Change forced upon me or as a result of “non-decisions” has often brought me random chaos. Being spontaneous can be a good thing, but behaving like a runaway train is not. I’m lost in a forest of “shoulds” and the sun doesn’t reach the forest floor if I am people pleasing. So I need to know how to make a decision, but perhaps more importantly I need to get a clue about what my choices are. I don’t have an unlimited number of choices, but I also know I often limit my choices because of my “limiting” sense of unworthiness. Either or decisions could be broadened to include more than two choices. I could have chocolate, vanilla AND mint chip ice cream, but maybe not all on the same day. I could live in Colorado or Iowa or I could live in Colorado and Iowa, spending a part of the year in each state. I am considering the “and “ option seriously, but this does not mean that I believe I can have it all! What fun is it to be absolutely sure I am making the perfect decision? My experience is that there is no sure thing and life’s surprises may be way better than getting what I want.

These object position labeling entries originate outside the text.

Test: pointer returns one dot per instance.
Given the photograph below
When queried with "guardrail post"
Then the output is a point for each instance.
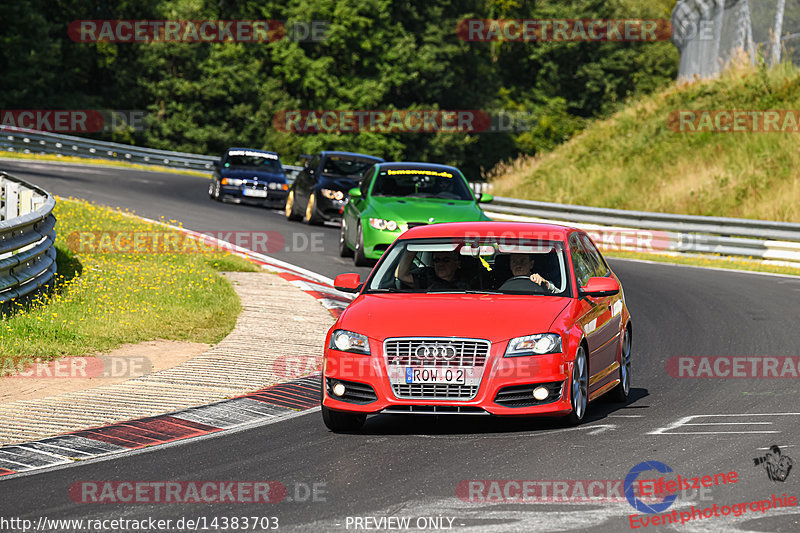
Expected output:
(25, 202)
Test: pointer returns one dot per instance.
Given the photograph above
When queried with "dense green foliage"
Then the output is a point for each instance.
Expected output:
(379, 54)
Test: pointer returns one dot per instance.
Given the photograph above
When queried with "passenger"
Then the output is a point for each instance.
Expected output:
(521, 265)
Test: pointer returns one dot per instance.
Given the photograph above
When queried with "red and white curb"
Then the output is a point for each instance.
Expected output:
(269, 403)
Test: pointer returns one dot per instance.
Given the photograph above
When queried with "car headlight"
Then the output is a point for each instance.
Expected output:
(332, 195)
(347, 341)
(379, 223)
(534, 345)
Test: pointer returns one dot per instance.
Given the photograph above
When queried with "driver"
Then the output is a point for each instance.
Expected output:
(521, 265)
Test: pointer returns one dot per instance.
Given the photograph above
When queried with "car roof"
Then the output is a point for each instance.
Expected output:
(513, 230)
(252, 150)
(352, 154)
(417, 165)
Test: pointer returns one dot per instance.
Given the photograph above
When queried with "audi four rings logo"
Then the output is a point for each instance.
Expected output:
(434, 351)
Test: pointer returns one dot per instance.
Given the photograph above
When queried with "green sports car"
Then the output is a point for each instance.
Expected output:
(396, 196)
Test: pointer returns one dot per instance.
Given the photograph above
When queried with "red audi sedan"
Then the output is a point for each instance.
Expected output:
(476, 318)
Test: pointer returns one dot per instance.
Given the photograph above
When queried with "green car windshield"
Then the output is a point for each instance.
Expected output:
(421, 183)
(484, 265)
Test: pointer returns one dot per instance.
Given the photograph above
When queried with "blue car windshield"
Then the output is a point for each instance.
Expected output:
(421, 183)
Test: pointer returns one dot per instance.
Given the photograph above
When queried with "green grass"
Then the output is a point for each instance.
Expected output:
(106, 162)
(103, 300)
(635, 161)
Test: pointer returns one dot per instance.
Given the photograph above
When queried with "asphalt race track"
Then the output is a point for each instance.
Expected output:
(412, 466)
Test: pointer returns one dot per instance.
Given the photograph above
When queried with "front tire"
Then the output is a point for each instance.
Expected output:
(578, 388)
(344, 250)
(621, 391)
(340, 422)
(359, 257)
(288, 209)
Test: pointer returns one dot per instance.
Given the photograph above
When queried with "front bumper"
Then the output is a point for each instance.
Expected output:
(365, 372)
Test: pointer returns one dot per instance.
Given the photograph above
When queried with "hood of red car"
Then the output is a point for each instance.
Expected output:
(485, 316)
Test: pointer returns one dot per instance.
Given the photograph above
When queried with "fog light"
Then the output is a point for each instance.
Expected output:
(540, 393)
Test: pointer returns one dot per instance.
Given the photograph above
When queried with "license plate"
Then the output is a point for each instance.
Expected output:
(428, 374)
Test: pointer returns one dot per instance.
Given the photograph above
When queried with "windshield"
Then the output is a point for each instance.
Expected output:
(484, 265)
(349, 167)
(255, 160)
(421, 183)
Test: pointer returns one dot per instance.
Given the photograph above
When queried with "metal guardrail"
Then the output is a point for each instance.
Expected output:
(27, 234)
(677, 233)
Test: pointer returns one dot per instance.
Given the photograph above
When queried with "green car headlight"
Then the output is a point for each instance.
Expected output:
(381, 224)
(534, 345)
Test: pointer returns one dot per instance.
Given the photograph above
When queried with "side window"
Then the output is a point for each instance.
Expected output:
(580, 261)
(598, 265)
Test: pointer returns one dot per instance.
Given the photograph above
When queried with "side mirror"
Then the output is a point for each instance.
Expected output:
(347, 283)
(598, 287)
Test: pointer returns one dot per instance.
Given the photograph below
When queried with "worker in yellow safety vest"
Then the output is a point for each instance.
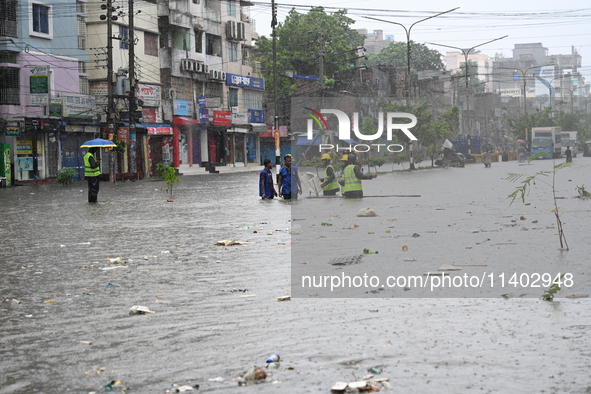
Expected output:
(92, 171)
(330, 185)
(352, 176)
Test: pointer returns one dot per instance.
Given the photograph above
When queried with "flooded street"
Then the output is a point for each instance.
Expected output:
(216, 313)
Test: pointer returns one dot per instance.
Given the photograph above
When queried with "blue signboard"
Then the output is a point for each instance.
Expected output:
(256, 116)
(244, 81)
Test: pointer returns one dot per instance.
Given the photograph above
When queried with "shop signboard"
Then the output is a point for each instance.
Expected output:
(270, 134)
(245, 81)
(24, 147)
(159, 130)
(78, 106)
(149, 94)
(203, 115)
(222, 118)
(183, 108)
(239, 118)
(55, 107)
(256, 116)
(12, 131)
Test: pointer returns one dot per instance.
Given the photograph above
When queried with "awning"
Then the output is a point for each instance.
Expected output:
(146, 125)
(259, 127)
(305, 141)
(184, 121)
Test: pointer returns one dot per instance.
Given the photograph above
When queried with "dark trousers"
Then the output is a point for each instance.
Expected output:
(354, 194)
(93, 186)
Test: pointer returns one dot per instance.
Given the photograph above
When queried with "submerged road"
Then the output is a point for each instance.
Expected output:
(64, 311)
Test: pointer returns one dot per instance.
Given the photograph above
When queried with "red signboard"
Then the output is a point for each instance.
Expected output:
(222, 118)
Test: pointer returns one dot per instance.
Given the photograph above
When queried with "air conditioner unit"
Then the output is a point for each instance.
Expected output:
(231, 30)
(186, 65)
(241, 31)
(199, 67)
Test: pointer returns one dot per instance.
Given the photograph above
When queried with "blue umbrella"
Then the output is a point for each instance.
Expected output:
(98, 143)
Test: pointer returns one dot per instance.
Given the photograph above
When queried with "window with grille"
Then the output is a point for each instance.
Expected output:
(80, 7)
(9, 86)
(233, 97)
(8, 22)
(84, 89)
(150, 44)
(124, 36)
(81, 32)
(252, 99)
(40, 18)
(232, 51)
(231, 8)
(198, 41)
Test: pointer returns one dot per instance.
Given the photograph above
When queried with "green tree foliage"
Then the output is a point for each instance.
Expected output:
(421, 57)
(301, 38)
(475, 85)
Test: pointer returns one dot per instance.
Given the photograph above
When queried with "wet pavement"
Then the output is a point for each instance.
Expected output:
(216, 313)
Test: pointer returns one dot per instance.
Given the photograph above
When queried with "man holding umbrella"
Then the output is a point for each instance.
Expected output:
(92, 171)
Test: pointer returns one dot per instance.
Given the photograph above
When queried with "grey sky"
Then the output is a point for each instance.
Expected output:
(558, 25)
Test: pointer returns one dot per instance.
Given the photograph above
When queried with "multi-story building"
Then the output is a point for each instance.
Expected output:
(212, 91)
(44, 97)
(454, 60)
(542, 79)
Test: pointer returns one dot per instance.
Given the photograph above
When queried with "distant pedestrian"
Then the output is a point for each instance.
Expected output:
(352, 176)
(92, 171)
(266, 188)
(487, 159)
(521, 154)
(288, 182)
(330, 185)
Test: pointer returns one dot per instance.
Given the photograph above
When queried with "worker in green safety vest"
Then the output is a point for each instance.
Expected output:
(92, 171)
(330, 185)
(352, 176)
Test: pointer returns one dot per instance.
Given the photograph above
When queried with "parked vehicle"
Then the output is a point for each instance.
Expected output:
(547, 140)
(569, 138)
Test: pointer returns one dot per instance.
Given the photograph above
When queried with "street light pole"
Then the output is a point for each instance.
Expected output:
(524, 93)
(408, 83)
(466, 53)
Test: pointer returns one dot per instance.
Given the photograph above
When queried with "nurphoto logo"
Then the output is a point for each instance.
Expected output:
(345, 129)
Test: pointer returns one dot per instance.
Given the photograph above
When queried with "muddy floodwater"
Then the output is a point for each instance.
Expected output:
(64, 310)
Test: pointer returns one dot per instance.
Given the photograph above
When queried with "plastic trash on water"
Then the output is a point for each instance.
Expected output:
(273, 358)
(369, 251)
(366, 213)
(139, 310)
(311, 182)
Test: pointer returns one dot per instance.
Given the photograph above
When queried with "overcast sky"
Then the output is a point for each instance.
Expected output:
(558, 25)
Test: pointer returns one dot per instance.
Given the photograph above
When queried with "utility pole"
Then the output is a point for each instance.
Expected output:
(132, 84)
(275, 116)
(321, 60)
(466, 53)
(408, 82)
(110, 105)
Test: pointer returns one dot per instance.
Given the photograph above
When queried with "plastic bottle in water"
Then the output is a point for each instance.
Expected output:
(369, 251)
(273, 358)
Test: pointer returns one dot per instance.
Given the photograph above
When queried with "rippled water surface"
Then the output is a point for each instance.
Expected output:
(216, 313)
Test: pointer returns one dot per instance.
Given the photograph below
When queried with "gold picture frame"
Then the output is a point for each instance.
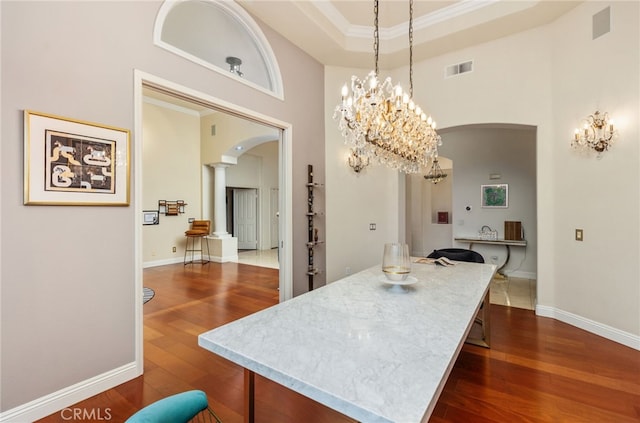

Most of you probably remember the “Where’s Waldo” books. He was hidden on the page amid hundreds of other little figures. So maybe I can write my version of “Where’s Danita”. There’s Danita walking her dog Roscoe with her friend Larraine and her dog Hector. Theres Danita on the exercise recumbent bike at the Senior Center. There’s Danita at her favorite coffee shop writing, or reading or having marathon talks with her friends. There’s Danita at Elderhaus facilitating the caregiving group and gently promoting sharing from all members. So at this point in time I am choosing these activities and this is how I spend my day.
Whether I am aware of it or not, my life is just a series of choices and decisions. Over the years I have made many decisions about a million choices. Now I worry that some of those choices don’t fit anymore, and I need to make some changes and face more decisions. Meanwhile I lost Danita (myself) on the page of life. Because of years of therapy I am less concerned with “how” and “why” I got here or there. Starting from “now” the question is “where” do I want to be. I am talking about where I want to be geographically, emotionally and spiritually. So if you see me, point me in the direction of home. If you find my compass please return it, I am offering a reward .
2 thoughts on “A Needle in a Haystack”
Excellent D! Really speaks to me.
I have called off the search for now and living one day at a time…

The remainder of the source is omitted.